The regulation passed by the Delhi Electricity Regulatory Commission (DERC) penalising distribution companies for unscheduled power cuts may not be implemented at all as the discoms have decided to take the case to the Supreme Court.
Sources have told The Hindu that the discoms have found the regulations “biased” as they do not hold authorities running the transmission and grid network, especially the Delhi Transco Limited (DTL), accountable.
The timing of the move is significant as the Capital has been witnessing major power cuts over the last two days owing to faults at the end of DTL, which is under the Delhi government.
More snags
Like Thursday, on Friday also parts of South and East Delhi faced outages due to snags in a 220-KV line of DTL and the Maharani Bagh 400-200 KV circuit operated by the Power Grid Corporation of India Ltd.
“Almost every day now, Delhiites are facing power cuts due to snags on the part of other stakeholders and not the discoms.
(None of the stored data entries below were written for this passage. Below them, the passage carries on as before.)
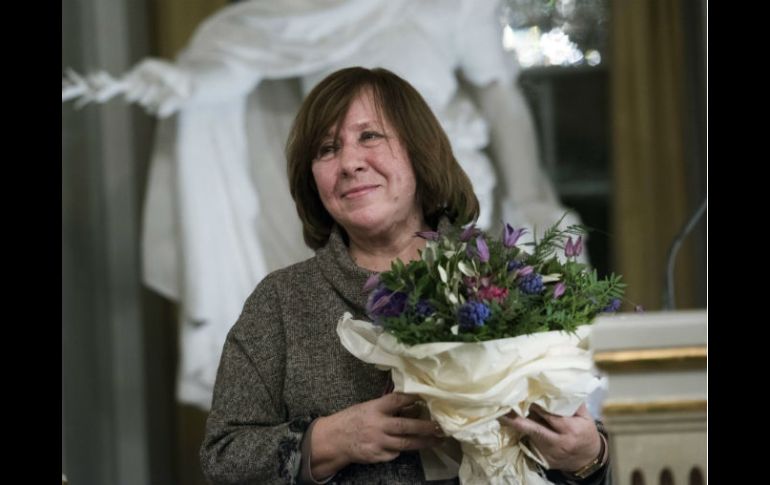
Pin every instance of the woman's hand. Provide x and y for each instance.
(567, 443)
(370, 432)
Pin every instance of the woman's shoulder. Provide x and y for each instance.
(287, 280)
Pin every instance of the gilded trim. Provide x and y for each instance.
(674, 358)
(684, 405)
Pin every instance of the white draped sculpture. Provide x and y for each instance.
(218, 215)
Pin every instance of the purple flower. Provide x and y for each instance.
(424, 308)
(429, 235)
(472, 315)
(481, 245)
(525, 270)
(511, 235)
(385, 303)
(469, 232)
(531, 284)
(372, 282)
(573, 249)
(613, 306)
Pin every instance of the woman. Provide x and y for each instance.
(369, 165)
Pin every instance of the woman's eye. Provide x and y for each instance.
(370, 135)
(327, 150)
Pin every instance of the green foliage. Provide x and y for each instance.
(454, 292)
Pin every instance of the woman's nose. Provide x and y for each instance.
(352, 159)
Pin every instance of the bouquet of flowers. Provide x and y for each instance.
(480, 327)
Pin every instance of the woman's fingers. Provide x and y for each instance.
(408, 443)
(407, 426)
(394, 401)
(531, 428)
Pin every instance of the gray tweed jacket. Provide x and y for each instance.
(283, 366)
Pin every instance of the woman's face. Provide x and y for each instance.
(365, 178)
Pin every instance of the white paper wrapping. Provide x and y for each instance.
(467, 386)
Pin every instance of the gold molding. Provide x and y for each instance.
(674, 358)
(683, 405)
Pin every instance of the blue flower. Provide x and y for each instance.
(613, 306)
(481, 245)
(385, 303)
(531, 284)
(511, 235)
(514, 265)
(472, 315)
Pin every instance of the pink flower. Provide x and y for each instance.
(493, 293)
(573, 249)
(558, 290)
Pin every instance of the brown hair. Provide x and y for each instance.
(442, 186)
Issues like failure in the grid, transmission network and the consumer’s own installation are beyond the control of the discoms. The monitoring body has to first determine the cause of failure,” said a discom official.
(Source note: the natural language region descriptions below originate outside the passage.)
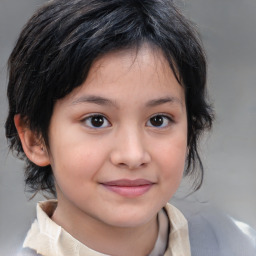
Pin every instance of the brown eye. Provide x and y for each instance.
(159, 121)
(96, 121)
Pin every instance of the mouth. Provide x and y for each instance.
(129, 188)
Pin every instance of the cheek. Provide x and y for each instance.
(172, 157)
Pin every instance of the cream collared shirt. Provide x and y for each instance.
(49, 239)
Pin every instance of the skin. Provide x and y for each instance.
(126, 90)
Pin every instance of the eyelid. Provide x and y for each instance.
(90, 116)
(165, 116)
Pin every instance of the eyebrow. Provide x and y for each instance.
(94, 99)
(107, 102)
(160, 101)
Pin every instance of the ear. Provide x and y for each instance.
(33, 146)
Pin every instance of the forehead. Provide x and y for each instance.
(134, 73)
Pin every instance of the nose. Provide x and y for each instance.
(129, 150)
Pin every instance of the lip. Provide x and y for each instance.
(129, 188)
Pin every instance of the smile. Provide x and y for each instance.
(129, 188)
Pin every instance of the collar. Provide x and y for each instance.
(48, 238)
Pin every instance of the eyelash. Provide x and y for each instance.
(166, 119)
(102, 119)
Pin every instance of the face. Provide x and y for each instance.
(117, 144)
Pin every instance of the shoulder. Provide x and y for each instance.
(28, 252)
(211, 232)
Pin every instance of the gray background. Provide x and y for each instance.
(228, 29)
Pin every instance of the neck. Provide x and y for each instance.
(101, 237)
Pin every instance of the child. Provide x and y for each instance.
(107, 104)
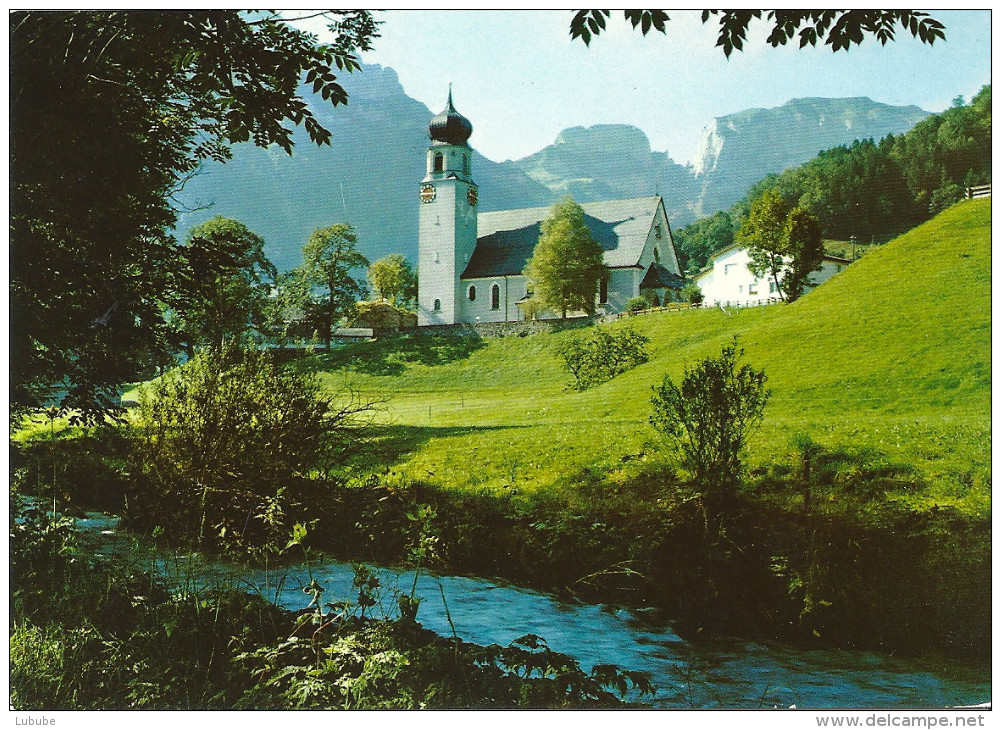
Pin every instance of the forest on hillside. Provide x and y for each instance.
(870, 190)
The DERC is yet to implement the policy as it does not have the infrastructure to monitor discoms constantly.
Speaking to The Hindu , DERC chief Krishna Saini said, “It is not in the power regulator’s purview to monitor power cuts of discoms as DERC is a quasi-judicial body. So, to address the issue of implementing the regulation we have decided to set up a special cell under the Electricity Ombudsman to perform the task.”
The power regulator on June 1 had appointed retired IAS officer Sundaram Krishna as the Electricity Ombudsman.